Assessing Vulnerability of Provisioning Services in the Southern Highlands of Ethiopia

Dr. Paul Evangelista (PI), Dr. David Swift, Dr. Randall Boone, Dr. Kathleen Galvin, Dr. Stacy Lynn

Ecosystem services can be broadly defined as the benefits that humans receive from natural systems and environments. Considerable effort has been focused on trying to characterize general interactions between biodiversity and ecosystem services, especially provisioning services that support the livelihoods of rural and indigenous people. While there is a clear need to identify these relationships, there is also an urgency to assess their vulnerability to environmental change across the landscape and over time. This research, funded by the National Science Foundation, examines provisioning services, such as food, medicine and fuel wood, that benefit local people from the Oromo tribe in the Bale Mountains, Ethiopia.
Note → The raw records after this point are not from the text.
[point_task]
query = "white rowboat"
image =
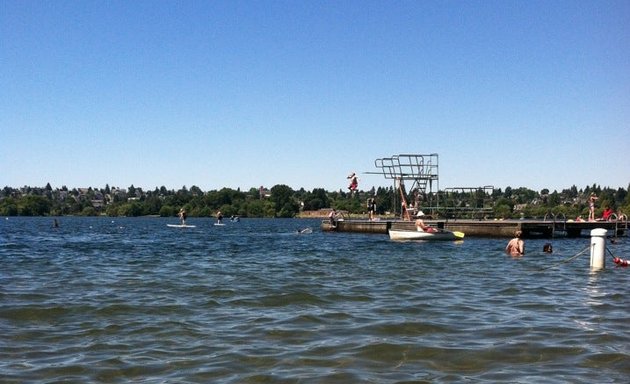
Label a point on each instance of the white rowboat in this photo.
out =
(437, 234)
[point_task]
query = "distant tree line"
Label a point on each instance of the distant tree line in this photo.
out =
(282, 201)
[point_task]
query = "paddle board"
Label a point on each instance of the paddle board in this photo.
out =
(180, 226)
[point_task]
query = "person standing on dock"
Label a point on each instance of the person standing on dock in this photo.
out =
(516, 246)
(591, 206)
(354, 182)
(371, 208)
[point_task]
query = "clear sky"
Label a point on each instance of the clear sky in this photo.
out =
(241, 94)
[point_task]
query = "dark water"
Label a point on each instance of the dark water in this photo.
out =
(101, 300)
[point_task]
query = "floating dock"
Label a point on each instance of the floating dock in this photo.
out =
(483, 228)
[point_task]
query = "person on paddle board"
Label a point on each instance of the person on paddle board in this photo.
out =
(516, 246)
(182, 216)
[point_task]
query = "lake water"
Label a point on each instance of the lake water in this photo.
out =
(115, 300)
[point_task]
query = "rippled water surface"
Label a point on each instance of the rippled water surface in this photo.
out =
(131, 300)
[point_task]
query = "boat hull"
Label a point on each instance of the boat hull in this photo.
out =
(420, 235)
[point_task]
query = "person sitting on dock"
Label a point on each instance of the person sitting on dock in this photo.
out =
(422, 227)
(516, 246)
(606, 215)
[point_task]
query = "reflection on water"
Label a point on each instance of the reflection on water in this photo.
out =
(102, 300)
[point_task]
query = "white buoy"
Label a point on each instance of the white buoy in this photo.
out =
(598, 248)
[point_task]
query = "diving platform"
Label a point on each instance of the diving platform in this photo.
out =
(483, 228)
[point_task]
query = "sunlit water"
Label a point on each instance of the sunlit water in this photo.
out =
(131, 300)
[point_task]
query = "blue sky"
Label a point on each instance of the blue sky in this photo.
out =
(241, 94)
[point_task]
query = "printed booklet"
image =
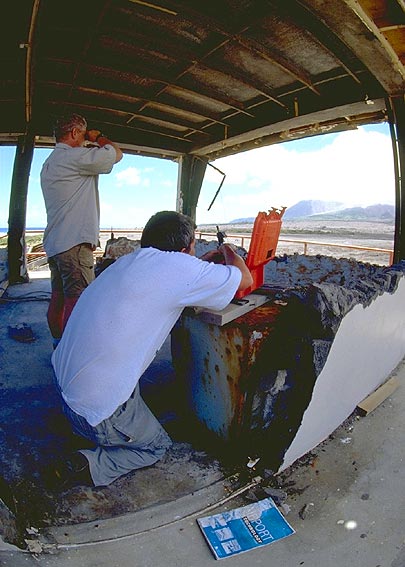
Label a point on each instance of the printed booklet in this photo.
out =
(244, 528)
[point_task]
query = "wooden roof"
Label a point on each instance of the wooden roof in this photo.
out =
(206, 77)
The aim of the study is to examine the associations between species diversity and provisioning services, and to assess their vulnerability to future human population growth and climate change. The research team is collecting information from tribal men and women on the various uses and values of plants and animals found within the study area. Additionally, they are inventorying species diversity using field sampling techniques to identify where species can be found and how common or rare they are. These data will be analyzed in a Geographic Information System (GIS) with satellite imagery, topography and climate data to map where provisioning services are found on the landscape. Once species diversity and the associated provisioning services are mapped, researchers can use spatial models to predict how their distributions and availability will respond to future human population growth and climate change.

This interdisciplinary and intercultural research approach will help identify how species diversity and provisioning services will be impacted under increasing human populations and future climate change while directing local communities and land managers to pre-emptive actions that may reduce negative impacts. The utilities of plants and animals for the local people will also help build and disseminate traditional knowledge and foster means to conserve and protect these important natural resources.